What would happen if that was the default question in the world? Applied to everything from what should you do today to how we should tackle social policies.

October 13, 2011

Scaling Unstructured Category Learning

Scientists, like all humans, are attracted to structure. Scientists studying category learning have spent most of their time and attention on structured categories. The structure underling the categories could be either rule-based or feature relationship-based. However, there are many categories that are unstructured. One example of an unstructured category is "my passwords." Hopefully, there is more than one exemplar in that category, and none of them are "password." "My passwords" are most likely alphanumeric strings, but there is no underlying rule or feature relationship uniting members of the group.

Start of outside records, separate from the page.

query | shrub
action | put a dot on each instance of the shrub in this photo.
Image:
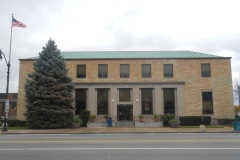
(225, 121)
(84, 115)
(16, 123)
(77, 120)
(156, 115)
(194, 120)
(166, 117)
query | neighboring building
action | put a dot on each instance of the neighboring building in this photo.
(12, 114)
(125, 84)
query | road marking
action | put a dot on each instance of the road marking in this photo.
(70, 149)
(120, 141)
(63, 137)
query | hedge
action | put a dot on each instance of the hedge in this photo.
(225, 121)
(166, 118)
(84, 115)
(16, 123)
(194, 120)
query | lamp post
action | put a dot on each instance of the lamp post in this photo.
(112, 108)
(7, 101)
(137, 106)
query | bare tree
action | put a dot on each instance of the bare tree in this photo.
(236, 89)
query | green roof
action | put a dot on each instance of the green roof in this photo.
(136, 55)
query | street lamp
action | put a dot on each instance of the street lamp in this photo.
(7, 101)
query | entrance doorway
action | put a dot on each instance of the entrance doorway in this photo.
(124, 112)
(169, 100)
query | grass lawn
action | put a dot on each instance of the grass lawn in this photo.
(215, 126)
(16, 128)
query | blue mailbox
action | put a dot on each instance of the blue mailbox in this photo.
(109, 122)
(237, 123)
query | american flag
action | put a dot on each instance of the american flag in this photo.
(16, 23)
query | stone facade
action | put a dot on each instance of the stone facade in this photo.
(186, 81)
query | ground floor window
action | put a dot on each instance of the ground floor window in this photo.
(80, 100)
(169, 100)
(102, 101)
(207, 102)
(147, 101)
(124, 95)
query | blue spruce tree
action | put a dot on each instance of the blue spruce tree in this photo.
(49, 91)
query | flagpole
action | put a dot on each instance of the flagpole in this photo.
(10, 50)
(6, 107)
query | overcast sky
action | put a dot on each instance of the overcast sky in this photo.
(208, 26)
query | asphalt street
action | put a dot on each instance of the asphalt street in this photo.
(151, 146)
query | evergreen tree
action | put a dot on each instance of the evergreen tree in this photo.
(49, 91)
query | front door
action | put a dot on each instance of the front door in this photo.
(125, 113)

Very little is empirically known about unstructured category learning. One aspect I have recently investigated is the finite human capacity to learn unstructured categories. I was manipulating the number of exemplars per category to validate a particular set of stimuli. For this set of stimuli as I increased the the number of exemplars per category, performance could be characterized as "very easy," "easy," "kinda of hard," and "impossible." I'm not unclear what underlies this particular anecdotal result. It would better serve the field to better understand this empirical phenomenon and other unstructured category learning properties before assuming neurobiological mechanisms.

October 10, 2011

Meaningful (And Enjoyable) Science


On my lifelong quest to better understand how to "solve the right problems at the right level for the right reasons," I stumbled upon this article. It suggests weighing the gain in knowledge against difficulty as criterion for selecting the right problem to solve. If Csikszentmihalyi's challenge vs skill concept is added to the mix, science can be meaningful (and enjoyable) for everyone (including myself).

October 7, 2011

One person's tool ...

Last weekend, I was walking through a flea market and saw typesetting equipment for sale as home kitsch. That was tool was someone's livelihood, now it is a wall hanging. A single individual was the last person to own it as a tool. What happened to that person when the business changed? Did he or she consider themselves a typesetter (wedded to a technology) or person who brought books into the world (wedded to a process)?

This applies to the science of psychology. The tachistoscope is well on its way to kitsch. How long for the fMRI scanner?

Do you define your job as a technology or a process?

October 5, 2011

Anhedonia & Category Learning


A recent study found that unmediated individuals with major depressive disorder have reduced caudate response to rewards. Given the caudate's role in category learning, I would expect anhedonia to adversely effect performance in information-integration category learning tasks. No one, to the best of my knowledge, has investigated the correlation between the two. Any takers?

October 3, 2011

Ben Goldacre on Science





This video reminds me:

Doing science is fun.

Talking science is fun.

More importantly, teaching science should be fun.